The headlines are saying cholesterol may not be a "nutrient of concern." To understand what that means, you have to look beyond the headlines.
What the 2015 Dietary Guidelines for Americans Committee meeting minutes actually say is that "cholesterol is not a nutrient of concern for overconsumption." Separating it from saturated fat, sodium and added sugar — the nutrients that Americans do consume in amounts that are worrying.
What's changed? Some experts are saying that dietary cholesterol was mistakenly connected to heart disease. There was a rise in coronary artery disease leading up to the 1977 recommendation to reduce cholesterol intake. However, a closer look at the science reveals that there is more evidence to suggest that dietary cholesterol may not play a significant role for most healthy Americans and their risk of heart disease.

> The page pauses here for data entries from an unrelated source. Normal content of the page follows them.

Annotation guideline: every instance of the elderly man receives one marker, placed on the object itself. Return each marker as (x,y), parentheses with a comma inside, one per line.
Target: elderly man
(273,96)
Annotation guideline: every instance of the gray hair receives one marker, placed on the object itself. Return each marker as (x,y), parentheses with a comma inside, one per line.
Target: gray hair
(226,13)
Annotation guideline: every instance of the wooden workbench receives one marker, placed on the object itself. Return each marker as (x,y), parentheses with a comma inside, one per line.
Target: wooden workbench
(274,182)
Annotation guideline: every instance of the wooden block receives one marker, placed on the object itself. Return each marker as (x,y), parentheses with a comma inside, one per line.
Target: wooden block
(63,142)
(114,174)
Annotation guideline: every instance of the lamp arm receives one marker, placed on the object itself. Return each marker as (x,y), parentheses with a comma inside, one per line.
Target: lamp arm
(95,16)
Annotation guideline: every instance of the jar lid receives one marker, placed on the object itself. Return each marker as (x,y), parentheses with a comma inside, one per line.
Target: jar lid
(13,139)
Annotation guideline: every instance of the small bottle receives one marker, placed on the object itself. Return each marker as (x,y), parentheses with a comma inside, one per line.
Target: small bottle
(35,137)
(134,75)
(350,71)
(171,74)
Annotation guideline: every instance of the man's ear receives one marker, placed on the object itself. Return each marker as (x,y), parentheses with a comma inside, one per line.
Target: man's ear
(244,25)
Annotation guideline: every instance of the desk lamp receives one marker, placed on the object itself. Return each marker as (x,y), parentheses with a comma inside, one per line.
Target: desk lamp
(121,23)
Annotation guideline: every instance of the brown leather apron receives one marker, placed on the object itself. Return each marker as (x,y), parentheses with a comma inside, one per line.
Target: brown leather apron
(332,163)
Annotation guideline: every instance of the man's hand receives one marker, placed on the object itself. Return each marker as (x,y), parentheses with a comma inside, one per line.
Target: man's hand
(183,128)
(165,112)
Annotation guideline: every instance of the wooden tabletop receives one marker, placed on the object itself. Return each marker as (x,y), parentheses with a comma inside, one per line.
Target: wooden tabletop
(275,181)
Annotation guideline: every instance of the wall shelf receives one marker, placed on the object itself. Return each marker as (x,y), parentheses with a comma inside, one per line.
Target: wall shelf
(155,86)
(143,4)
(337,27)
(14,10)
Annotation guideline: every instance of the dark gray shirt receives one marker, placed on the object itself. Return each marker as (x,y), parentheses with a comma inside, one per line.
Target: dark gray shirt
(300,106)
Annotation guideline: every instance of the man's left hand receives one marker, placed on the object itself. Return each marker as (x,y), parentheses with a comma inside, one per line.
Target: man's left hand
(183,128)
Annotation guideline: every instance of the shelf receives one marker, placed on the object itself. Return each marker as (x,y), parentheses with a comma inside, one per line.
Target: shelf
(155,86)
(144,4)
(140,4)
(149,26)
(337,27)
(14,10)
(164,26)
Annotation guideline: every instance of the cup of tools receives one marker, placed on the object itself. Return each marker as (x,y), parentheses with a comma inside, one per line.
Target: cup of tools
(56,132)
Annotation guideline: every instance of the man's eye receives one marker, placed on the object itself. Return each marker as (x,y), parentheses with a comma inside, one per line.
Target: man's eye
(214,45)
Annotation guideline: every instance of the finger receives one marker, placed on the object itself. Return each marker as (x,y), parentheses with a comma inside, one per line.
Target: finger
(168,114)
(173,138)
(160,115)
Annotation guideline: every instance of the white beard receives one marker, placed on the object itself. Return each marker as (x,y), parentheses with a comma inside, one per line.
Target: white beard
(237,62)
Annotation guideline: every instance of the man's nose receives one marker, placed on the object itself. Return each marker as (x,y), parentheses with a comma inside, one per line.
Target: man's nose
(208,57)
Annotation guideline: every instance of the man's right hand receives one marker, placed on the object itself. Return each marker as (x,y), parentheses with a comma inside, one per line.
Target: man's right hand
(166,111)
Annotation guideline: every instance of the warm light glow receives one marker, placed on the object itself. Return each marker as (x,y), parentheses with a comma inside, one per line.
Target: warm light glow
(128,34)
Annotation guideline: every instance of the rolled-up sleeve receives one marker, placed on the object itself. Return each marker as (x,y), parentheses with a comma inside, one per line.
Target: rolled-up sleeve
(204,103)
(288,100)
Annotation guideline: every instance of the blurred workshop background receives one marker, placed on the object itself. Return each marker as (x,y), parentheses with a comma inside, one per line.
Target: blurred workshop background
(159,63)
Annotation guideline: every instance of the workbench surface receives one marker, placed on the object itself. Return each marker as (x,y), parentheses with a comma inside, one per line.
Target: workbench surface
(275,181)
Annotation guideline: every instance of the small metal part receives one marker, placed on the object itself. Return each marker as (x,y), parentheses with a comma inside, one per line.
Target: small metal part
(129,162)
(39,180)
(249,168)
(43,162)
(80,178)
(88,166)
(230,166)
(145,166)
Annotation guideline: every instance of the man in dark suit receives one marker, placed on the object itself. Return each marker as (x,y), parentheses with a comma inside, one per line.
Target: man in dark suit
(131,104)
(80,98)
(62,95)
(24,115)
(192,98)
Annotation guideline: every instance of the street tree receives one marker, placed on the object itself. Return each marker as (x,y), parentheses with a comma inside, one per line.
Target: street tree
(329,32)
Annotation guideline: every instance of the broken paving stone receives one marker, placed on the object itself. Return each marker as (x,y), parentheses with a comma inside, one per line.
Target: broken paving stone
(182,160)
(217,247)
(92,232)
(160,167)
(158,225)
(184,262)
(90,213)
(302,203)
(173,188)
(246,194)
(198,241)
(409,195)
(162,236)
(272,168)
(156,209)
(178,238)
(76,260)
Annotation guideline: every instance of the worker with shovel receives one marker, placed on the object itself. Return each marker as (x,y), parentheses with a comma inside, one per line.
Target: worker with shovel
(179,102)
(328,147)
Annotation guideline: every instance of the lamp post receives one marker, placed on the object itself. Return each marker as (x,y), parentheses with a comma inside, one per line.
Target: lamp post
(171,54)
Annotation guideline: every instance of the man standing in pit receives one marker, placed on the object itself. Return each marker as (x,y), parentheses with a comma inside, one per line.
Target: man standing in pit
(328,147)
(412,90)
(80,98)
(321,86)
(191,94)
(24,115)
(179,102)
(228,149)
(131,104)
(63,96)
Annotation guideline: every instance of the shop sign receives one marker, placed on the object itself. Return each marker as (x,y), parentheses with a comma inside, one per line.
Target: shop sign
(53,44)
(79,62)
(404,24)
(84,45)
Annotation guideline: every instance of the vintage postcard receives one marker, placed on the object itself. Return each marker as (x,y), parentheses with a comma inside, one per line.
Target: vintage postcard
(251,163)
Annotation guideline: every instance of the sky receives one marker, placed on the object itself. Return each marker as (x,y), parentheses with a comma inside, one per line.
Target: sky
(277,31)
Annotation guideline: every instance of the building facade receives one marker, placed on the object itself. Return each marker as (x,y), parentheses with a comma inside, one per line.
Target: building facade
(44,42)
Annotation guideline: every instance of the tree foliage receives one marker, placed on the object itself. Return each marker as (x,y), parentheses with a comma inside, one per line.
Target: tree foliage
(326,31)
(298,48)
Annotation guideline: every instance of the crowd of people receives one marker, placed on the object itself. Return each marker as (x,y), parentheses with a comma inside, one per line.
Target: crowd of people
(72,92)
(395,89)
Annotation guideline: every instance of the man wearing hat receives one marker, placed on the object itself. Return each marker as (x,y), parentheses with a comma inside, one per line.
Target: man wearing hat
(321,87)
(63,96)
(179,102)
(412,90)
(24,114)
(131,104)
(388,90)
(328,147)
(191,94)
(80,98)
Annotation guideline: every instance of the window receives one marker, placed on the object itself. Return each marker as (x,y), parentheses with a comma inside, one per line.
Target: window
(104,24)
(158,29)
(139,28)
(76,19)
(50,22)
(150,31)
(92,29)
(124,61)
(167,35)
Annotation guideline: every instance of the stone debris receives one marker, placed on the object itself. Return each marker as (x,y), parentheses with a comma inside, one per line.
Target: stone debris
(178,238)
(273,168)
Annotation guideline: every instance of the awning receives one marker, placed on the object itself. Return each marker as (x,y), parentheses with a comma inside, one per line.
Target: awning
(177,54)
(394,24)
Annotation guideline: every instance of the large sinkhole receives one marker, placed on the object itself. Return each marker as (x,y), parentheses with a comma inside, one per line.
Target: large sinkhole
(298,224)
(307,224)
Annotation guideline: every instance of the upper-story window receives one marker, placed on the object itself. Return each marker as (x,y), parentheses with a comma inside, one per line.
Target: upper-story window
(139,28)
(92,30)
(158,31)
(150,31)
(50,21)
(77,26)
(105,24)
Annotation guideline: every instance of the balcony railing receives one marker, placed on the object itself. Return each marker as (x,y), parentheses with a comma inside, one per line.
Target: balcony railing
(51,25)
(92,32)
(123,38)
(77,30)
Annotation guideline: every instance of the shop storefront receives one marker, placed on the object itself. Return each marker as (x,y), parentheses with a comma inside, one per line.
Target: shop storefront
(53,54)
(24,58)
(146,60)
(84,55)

In addition, it appears that Americans are eating less cholesterol, approximately 80-100 mg less a day compared with the 1970s. This data comes from the National Health and Nutrition Examination Survey (NHANES), a series of studies that began in the 1960s to assess health and nutritional status in the U.S.

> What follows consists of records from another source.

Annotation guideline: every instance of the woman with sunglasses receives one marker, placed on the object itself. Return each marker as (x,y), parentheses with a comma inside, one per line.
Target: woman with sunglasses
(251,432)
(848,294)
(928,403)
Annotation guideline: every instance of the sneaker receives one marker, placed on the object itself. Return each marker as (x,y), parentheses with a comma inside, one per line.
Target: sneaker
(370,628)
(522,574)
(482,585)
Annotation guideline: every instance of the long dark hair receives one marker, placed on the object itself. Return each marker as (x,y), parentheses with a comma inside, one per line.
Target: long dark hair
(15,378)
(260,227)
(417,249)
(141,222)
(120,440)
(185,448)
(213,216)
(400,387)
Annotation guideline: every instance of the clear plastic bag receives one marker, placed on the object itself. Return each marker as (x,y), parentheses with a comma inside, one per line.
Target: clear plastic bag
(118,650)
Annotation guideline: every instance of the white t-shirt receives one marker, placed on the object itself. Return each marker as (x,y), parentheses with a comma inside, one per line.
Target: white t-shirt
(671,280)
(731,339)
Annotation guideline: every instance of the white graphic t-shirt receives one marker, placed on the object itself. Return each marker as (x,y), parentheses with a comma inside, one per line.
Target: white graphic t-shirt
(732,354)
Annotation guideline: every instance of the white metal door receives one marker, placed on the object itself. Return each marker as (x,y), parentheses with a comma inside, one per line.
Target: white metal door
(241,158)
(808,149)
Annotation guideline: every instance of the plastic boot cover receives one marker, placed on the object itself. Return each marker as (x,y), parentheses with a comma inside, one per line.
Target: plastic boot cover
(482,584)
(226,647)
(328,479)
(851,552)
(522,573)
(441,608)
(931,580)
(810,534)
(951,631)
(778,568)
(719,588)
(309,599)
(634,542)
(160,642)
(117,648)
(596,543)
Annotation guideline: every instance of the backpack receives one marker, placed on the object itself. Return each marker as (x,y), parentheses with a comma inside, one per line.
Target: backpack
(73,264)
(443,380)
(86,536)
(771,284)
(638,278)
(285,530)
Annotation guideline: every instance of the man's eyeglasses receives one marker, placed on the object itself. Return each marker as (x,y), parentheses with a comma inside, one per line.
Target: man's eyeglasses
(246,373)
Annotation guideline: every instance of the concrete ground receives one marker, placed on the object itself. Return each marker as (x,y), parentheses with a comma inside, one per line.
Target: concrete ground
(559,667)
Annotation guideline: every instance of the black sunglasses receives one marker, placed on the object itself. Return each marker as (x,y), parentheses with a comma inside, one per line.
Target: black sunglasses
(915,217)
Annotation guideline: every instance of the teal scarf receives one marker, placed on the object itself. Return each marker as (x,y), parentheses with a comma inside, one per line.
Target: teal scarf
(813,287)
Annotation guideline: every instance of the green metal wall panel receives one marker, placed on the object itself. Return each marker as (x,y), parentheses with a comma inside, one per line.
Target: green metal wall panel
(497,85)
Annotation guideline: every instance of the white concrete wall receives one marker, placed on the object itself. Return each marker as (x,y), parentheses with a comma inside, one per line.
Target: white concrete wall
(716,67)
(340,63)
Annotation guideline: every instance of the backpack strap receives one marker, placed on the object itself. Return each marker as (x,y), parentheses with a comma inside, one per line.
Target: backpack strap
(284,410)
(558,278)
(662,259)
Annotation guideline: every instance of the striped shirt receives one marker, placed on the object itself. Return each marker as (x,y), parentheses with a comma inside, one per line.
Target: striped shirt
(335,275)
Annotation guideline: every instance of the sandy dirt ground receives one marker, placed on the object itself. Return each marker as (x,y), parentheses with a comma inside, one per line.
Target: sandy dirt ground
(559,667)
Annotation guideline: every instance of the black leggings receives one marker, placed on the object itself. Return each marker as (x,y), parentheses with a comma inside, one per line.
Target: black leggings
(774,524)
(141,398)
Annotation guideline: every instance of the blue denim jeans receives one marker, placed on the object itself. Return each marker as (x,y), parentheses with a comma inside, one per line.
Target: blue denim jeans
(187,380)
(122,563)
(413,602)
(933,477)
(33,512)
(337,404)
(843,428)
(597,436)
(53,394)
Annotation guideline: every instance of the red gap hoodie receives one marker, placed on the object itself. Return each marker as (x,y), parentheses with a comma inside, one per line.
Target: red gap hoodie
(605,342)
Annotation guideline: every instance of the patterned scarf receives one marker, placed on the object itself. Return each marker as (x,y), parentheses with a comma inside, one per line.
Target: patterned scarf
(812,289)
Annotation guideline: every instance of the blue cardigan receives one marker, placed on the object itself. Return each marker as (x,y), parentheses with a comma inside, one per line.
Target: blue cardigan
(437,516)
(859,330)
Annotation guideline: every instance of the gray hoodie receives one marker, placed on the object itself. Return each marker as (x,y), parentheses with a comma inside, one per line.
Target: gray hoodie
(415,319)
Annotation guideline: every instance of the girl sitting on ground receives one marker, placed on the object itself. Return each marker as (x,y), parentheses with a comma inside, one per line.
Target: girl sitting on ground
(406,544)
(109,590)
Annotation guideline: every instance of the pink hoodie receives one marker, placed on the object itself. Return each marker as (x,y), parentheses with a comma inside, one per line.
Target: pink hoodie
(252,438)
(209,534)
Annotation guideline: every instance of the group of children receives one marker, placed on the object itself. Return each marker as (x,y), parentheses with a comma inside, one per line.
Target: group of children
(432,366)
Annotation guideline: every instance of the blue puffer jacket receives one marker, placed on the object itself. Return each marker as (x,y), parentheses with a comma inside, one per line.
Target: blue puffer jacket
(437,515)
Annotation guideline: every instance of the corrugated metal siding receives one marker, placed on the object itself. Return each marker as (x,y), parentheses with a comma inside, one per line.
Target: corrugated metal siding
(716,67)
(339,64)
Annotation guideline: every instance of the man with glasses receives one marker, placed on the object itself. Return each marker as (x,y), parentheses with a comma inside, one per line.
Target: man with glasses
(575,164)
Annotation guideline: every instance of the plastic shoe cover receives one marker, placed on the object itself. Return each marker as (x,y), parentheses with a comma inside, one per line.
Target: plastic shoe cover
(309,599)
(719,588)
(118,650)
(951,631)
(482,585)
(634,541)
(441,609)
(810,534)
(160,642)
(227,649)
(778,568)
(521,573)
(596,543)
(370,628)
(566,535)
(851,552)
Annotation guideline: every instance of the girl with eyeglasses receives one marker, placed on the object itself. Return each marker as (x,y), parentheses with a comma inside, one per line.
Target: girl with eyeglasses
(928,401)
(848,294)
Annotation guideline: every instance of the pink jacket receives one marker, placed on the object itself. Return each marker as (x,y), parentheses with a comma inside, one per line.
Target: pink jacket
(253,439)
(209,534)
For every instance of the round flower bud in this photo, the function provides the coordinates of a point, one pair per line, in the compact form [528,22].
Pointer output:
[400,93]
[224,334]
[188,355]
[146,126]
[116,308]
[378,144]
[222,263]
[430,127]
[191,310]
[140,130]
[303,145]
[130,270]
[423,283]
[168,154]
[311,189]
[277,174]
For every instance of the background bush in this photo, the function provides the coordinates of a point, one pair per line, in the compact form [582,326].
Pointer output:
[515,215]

That perhaps provides more support for the argument that dietary cholesterol intake is not connected to blood (serum) cholesterol levels. But the reality is that heart disease is still a major health concern. Many people take medications to reduce their serum cholesterol levels.
Let's review what we know about cholesterol:
- Cholesterol is an essential part of every cell in the body
- Dietary cholesterol is the cholesterol we eat. It's found in foods of animal origin, such as meat, eggs, fish and dairy products.
- Cholesterol is also produced by the body (in the liver). It's thought that a diet high in saturated fat signals the liver to make more cholesterol.
- High serum levels of low-density lipoprotein (LDL) and very-low-density lipoprotein (VLDL) cholesterol are associated with increased risk of cardiovascular disease, whereas a high level of high-density lipoprotein (HDL) cholesterol is thought to be protective.
What does this mean for you? You should talk with your health care provider about your heart health. This conversation should include your serum cholesterol levels, your personal and family history of cardiovascular disease, and your weight and lifestyle habits, including your diet.
Your diet does matter. You can enjoy eggs, lean meats, shellfish and dairy products. However, it's still important to balance these foods with high-fiber, lower-calories foods like fruits and vegetables, which also help lower serum cholesterol levels. Whole grains and healthy fats, like nuts and seeds, should find their way to your plate as well.
Feb. 20, 2015
- 2015 Dietary Guidelines for Americans Committee. Food and nutrient intakes, and health: Current status and trends. http://www.health.gov/dietaryguidelines/2015-BINDER/meeting7/docs/DGAC-Meeting-7-SC-1.pdf. Accessed Feb. 12, 2015.
- National Health and Nutrition Examination Survey (NHANES). Centers for Disease Control and Prevention. http://www.cdc.gov/nchs/nhanes/about_nhanes.htm. Accessed Feb. 16, 2015.
- Austin GL, et al. Trends in carbohydrate, fat, and protein intakes and association with energy intake in normal-weight, overweight, and obese individuals: 1971–2006. American Journal of Clinical Nutrition. 2011; 93:836.